RobLaffin said:Thanks very much, Maurice. No, you hadn't answered previously, but I figured I had just worn out my welcome with so many questions. I was therefore happily surprised to see your thoughtful and detailed response. I think I understand all you've said, although my nonscientific brain may take a while to fully digest it all.
So, when you say (I have yet to figure out how to make the block quotes everyone else uses):
admmad said:That means that a cross of cultivar A x cultivar B may suggest that cultivar A is pod sterile (because it is known that cultivar B is male fertile from other crosses) but in fact the cross of cultivar A x cultivar C succeeds indicating that cultivar A is not pod sterile. Actually the cross of cultivar B x cultivar A may succeed. That is because in the cross of A x B it is the A female identifiers that are combined with the male B identifiers but in the cross of B x A it is the B female identifiers that are combined with the A male identifiers.
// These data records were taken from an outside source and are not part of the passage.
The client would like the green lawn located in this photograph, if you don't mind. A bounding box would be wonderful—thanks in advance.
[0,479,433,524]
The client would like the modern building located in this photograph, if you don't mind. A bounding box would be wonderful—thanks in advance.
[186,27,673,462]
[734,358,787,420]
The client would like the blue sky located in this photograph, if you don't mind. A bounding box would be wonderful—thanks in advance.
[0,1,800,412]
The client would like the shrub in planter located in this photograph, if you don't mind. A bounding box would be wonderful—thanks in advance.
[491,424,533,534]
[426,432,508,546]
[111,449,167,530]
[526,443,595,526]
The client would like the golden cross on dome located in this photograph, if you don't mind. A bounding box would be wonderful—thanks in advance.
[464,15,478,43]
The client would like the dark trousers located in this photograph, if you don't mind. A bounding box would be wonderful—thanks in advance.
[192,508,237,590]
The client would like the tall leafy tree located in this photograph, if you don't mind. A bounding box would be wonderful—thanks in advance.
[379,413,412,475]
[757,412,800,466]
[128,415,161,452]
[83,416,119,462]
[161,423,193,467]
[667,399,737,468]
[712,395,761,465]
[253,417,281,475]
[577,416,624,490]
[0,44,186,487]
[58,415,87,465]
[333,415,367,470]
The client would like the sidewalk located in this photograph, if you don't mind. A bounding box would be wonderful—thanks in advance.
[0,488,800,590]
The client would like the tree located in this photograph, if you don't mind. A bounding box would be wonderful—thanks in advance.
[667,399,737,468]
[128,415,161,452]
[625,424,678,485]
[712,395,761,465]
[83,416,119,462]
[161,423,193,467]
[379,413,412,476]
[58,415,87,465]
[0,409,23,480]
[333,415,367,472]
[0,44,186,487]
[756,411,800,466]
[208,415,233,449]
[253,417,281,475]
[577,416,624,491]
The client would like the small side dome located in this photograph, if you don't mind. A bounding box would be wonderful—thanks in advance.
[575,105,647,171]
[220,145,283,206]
roblaffin said:what that means is, in the original cross of cultivar A x cultivar B, when that fails, it does not necessarily mean cultivar A is pod infertile; it could just as well mean that the female identifier of cultivar A and the male identifier of cultivar B are so similar [identical?] that cultivar A's incompatibility system rejected the cross. But cultivar B x cultivar A might work because then it's cultivar B's female identifier checking against cultivar A's male identifier and those are not necessarily a match even though A's female and B's male were, so the cross is allowed?
But in the scenario you describe, even if it were two large flowered UFs being crossed, doing the cross 'backwards' might work if the apparent pod infertility were actually just an incompatibility issue between identifiers in one direction.
As always, thanks very much for your in depth explanation in a way I can understand.